Severity

High

Analysis Summary

New malicious NPM packages have been discovered that install the njRAT remote access trojan that allows hackers to gain control over a computer. NPM is a JavaScript package manager that allows developers and users to download packages and integrate them into their projects. As NPM is an open ecosystem, anyone can upload a new package without being reviewed or scanned for malware. This makes it easier for threat actors to upload malicious packages. The recently discovered malicious NPM packages were masquerading as a legitimate tool to make databases out of JSON files. They look like harmless packages that could be used to add new functionality to a project.
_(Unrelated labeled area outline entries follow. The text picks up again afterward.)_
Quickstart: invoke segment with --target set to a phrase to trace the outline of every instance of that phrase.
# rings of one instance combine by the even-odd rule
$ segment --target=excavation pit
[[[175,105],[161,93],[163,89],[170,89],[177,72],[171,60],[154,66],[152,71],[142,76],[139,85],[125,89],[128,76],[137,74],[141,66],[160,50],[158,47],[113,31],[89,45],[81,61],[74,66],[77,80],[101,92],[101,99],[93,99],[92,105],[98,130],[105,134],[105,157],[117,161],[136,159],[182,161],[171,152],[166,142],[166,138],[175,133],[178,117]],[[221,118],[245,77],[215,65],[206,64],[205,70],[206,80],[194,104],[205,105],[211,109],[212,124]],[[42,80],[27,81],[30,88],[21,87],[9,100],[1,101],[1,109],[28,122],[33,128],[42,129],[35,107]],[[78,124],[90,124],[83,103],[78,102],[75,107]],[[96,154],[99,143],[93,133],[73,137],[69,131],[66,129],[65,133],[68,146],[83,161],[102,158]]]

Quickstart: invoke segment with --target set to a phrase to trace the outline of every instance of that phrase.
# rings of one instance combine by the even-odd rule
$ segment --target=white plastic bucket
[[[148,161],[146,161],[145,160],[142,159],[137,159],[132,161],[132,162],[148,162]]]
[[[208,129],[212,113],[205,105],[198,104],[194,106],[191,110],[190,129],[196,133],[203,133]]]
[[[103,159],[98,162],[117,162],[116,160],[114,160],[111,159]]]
When installed, njRAT gives the threat actor full remote access to a victim’s computer, where they can perform the following malicious behavior:

• Modify the Windows Registry
• Create and delete files
• Upload files
• Execute commands
• Get information about the computer
• Take control over the computer
• Log keystrokes
• Steal passwords
• Kill processes
• Take screenshots

Impact

• Unauthorized Remote Access
• System Takeover
• Unauthorized Command Execution
• Credential Theft
• Data Manipulation
• Information Disclosure

Indicators of Compromise

IP

• 46[.]185[.]116[.]2

MD5

• 7e952af5e150618e282f8586bc6a7d21
• b131dc177af1c2bb38ffc9da6c5b3989

SHA-256

• d6c04cc24598c63e1d561768663808ff43a73d3876aee17d90e2ea01ee9540ff
• 86c11e56a1a3fed321e9ddc191601a318148b4d3e40c96f1764bfa05c5dbf212
• 89fef995339abb188a5a84ba8078c0f9e9927d14fb99c1bb93493442365055cf

SHA1

• c4906e174ae7673a50a9dc52960505647ff6f723
• fab5d5403369f6f9c41495d7492eb8ab596d11d7

Remediation

• Block the threat indicators at their respective controls.
• As malicious NPM projects utilize names similar to legitimate projects, pay close attention to the packages before integrating them into your projects.